Entre os proprietários que virão a ser mais atingidos por semelhante medida e perderão as suas propriedades encontram-se os emigrantes que, devido à distância, não tomarão conhecimento das referidas notificações.

Sucede que, ao invés do que propalam, salvo raras excepções não existem “terrenos sem dono” porque toda a propriedade rústica e urbana deve estar registada nas Repartições de Finanças que procedem à devida cobrança dos impostos de acordo com a Lei. Mesmo aquelas propriedades cujo registo não era conhecido, têm vindo nas últimas décadas a sua posse a ser regularizada nomeadamente através da figura jurídica do usucapião. Por conseguinte, o Estado sabe a quem pertencem os alegados “terrenos sem dono” e tem capacidade para obrigar os seus legítimos proprietários a cumprir os seus deveres, incluindo a limpeza dos terrenos florestais.
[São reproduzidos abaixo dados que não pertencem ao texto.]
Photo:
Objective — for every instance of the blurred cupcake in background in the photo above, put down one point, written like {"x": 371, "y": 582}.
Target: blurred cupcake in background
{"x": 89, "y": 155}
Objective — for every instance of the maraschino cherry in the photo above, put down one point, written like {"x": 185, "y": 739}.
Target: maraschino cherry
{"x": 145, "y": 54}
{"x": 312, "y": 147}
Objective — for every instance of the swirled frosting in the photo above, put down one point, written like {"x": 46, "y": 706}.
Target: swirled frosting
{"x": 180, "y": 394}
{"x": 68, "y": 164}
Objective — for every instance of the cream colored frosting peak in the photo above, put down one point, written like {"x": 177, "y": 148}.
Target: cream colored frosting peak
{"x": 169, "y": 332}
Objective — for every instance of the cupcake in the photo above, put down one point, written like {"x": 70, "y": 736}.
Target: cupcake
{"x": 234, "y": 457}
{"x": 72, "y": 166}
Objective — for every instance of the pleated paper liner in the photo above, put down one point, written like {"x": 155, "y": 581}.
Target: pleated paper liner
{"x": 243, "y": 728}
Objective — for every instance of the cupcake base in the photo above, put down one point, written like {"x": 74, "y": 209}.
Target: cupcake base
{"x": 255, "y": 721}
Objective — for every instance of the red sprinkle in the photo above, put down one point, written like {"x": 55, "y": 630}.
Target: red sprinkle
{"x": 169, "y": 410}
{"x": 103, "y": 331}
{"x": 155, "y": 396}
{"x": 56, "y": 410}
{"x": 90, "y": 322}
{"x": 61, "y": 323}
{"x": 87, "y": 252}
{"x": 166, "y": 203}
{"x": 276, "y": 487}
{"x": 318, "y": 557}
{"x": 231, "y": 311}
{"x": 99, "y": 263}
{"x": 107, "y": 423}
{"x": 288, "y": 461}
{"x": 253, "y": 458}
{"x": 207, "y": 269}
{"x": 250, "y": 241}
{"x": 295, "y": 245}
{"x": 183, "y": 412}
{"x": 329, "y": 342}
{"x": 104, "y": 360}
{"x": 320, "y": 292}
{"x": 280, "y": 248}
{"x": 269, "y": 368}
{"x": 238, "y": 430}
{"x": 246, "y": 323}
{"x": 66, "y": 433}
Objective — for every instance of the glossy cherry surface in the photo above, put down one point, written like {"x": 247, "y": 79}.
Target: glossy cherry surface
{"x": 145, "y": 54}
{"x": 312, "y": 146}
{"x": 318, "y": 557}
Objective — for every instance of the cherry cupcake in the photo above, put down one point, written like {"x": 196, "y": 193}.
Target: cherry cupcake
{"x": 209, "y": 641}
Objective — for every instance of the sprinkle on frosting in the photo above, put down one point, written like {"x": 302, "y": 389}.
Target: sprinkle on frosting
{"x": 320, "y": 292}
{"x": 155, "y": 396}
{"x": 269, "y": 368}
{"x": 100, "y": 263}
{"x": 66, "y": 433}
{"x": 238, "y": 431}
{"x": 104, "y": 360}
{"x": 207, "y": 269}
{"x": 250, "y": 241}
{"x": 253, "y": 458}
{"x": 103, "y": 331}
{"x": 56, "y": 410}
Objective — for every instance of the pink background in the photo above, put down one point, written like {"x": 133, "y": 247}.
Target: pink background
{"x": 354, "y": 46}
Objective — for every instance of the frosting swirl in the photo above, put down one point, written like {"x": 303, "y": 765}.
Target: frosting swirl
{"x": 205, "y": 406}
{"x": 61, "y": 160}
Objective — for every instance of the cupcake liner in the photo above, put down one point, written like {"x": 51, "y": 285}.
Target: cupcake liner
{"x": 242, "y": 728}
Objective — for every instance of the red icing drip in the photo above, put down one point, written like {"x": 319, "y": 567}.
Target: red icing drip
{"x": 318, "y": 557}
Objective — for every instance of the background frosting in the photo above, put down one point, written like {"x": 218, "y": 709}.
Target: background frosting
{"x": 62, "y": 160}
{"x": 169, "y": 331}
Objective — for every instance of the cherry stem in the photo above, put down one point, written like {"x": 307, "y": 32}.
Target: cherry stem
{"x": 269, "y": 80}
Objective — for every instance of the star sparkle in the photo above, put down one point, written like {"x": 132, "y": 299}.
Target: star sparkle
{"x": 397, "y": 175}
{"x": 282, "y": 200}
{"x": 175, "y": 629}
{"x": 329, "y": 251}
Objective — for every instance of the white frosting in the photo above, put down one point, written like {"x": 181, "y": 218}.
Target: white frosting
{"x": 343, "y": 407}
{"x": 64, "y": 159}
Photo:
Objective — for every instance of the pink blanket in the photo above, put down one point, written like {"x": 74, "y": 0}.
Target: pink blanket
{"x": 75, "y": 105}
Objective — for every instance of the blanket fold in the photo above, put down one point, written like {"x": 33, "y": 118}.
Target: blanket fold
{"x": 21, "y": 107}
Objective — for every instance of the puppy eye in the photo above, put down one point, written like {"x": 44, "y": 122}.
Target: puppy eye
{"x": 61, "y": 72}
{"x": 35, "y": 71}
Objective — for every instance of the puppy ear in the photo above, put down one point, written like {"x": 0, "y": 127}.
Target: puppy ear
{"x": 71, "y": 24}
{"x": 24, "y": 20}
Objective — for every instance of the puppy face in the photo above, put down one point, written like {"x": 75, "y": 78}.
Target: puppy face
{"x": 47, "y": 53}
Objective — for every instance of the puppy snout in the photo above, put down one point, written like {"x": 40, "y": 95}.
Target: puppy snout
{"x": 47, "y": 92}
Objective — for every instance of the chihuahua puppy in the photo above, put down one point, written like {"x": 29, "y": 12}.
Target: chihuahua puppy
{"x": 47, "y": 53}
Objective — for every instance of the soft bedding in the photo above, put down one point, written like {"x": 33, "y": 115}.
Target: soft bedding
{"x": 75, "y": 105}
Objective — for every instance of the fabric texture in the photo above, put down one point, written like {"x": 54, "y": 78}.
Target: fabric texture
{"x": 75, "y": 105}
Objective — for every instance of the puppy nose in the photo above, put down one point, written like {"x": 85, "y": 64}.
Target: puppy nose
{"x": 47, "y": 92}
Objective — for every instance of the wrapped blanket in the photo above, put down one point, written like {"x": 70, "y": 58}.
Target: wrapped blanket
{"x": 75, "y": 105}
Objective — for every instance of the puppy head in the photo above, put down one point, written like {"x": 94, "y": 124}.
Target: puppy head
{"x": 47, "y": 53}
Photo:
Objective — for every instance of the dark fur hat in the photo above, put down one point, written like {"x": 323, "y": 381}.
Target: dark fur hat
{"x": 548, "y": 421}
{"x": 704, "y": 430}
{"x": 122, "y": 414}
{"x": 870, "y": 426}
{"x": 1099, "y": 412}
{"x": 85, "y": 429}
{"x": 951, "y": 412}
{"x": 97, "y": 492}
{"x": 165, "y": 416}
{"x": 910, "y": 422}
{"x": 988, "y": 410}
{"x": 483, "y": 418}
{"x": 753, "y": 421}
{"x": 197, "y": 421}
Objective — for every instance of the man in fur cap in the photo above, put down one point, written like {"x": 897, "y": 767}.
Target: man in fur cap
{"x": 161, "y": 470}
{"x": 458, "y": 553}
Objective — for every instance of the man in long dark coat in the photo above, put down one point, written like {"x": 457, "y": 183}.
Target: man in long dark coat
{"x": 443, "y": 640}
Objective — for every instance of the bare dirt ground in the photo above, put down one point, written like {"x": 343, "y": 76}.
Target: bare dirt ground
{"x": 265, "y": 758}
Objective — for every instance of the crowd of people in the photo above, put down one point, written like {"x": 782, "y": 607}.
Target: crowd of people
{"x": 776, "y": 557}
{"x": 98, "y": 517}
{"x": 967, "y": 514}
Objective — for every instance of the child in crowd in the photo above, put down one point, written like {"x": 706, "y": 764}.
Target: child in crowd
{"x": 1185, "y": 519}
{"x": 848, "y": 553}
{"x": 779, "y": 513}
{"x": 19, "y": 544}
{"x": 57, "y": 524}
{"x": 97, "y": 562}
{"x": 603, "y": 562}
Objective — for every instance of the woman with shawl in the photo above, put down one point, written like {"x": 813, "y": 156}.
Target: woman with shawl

E, os próprios municípios possuem o cadastro de todas as propriedades, dispondo inclusivamente de bases de dados geográficas informatizadas.

A propriedade privada é um direito que garante a liberdade e livre iniciativa dos cidadãos, neste caso de pequenos proprietários que, em muitos casos, devido à má governação dos políticos, sentiram-se forçados a emigrar para agora verem o esbulho do seu património. Por muito menos já se tocaram os sinos a rebate!